I spent most of drama lying on the carpet pretending to meditate, which my drama teacher insisted would help me get in touch with my inner stage persona. Since I was taking the class in case I ever ended up directing music for a stage production, I was less than concerned about my persona, but I did take advantage of the time to think.

We needed something that Owen could research that would be useful, but subtle enough not to pique the interest of any of our parents. This included Lottie and Hannah, as Owen generally liked to refer to all the adults in his house collectively as such. (I don't know if he ever noticed, but every time he said something like “I'll have to ask my parents” and gestured in her general direction, Hannah smiled at him like the sun was coming up.) So it had to be under the radar, but it also had to lead us to the answers we were looking for.

The ceiling of the drama room is not the most inspiring of views, and even that was technically cheating, as I was supposed to be meditating with my eyes closed. Still, I risked a glance at the walls and saw the old posters for plays Trondheim Secondary had done in years gone by. The words “The Scottish Play” caught my attention.

“Miss McQuaid,” said the drama teacher, having caught sight of my raised head. “You are not appreciating the exercise properly.”

The senior beside me was snoring, which I thought was worse than looking around, but I obediently lay back and shut my eyes. I wasn't meditating, though, and I continued to not
meditate until the bell rang, startling the snorer awake with a rather ungentlemanly grunt, and I finally got to leave the room.

I met Owen by my locker, and we waited for Emily to join us before heading to the music room. Even though I was no longer taking a class, my arrangement with the music teacher still stood. This was important because it guaranteed us the privacy to talk, and because I really did need to work on pieces for those applications my parents kept bothering me about, just in case I decided on university after all.

“I thought of something,” I said.

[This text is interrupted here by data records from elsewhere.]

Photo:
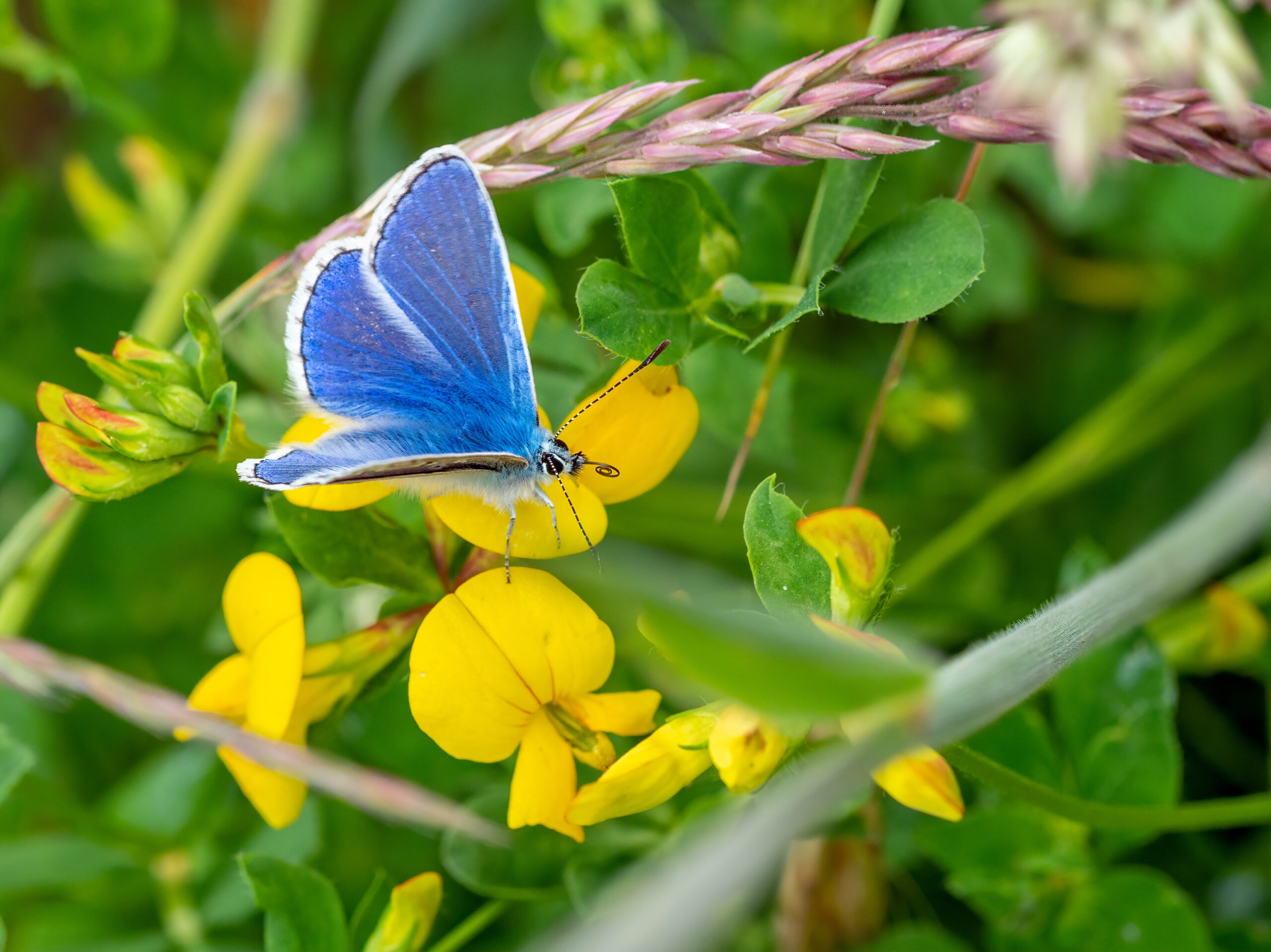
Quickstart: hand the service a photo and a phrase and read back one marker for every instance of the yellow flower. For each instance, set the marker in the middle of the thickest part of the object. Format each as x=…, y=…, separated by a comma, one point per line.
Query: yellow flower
x=275, y=685
x=743, y=745
x=407, y=921
x=501, y=667
x=642, y=430
x=337, y=499
x=920, y=778
x=857, y=545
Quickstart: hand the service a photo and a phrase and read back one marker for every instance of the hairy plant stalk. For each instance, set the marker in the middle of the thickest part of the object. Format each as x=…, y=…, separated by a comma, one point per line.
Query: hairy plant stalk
x=41, y=673
x=689, y=899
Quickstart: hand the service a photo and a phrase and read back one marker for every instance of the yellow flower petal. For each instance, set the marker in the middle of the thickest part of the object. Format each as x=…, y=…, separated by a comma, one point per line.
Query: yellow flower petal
x=224, y=689
x=529, y=299
x=275, y=796
x=544, y=781
x=261, y=595
x=642, y=429
x=331, y=499
x=276, y=670
x=854, y=542
x=463, y=690
x=553, y=640
x=745, y=749
x=650, y=773
x=923, y=781
x=628, y=713
x=534, y=537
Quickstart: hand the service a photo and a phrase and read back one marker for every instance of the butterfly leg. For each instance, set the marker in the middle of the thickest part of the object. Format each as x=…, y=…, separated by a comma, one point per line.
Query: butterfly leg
x=507, y=551
x=547, y=501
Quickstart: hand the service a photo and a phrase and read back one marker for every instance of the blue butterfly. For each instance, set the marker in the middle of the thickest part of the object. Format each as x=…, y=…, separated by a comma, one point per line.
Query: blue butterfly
x=410, y=337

I sat down on the piano bench while Owen slumped to the floor and Emily took the chair. She leaned forward with her elbows on the music stand. “It has to involve a hatching ground,” I went on, “and preferably someone moving a hatching ground.”

“You can't move a hatching ground,” Owen said. “All you can do is shift it around a little bit.”

“Semantics,” I said. “Or possibly lack of something we haven't figured out yet.”

“And you think we can figure it out?” Emily said. “People have been trying to do this for centuries.”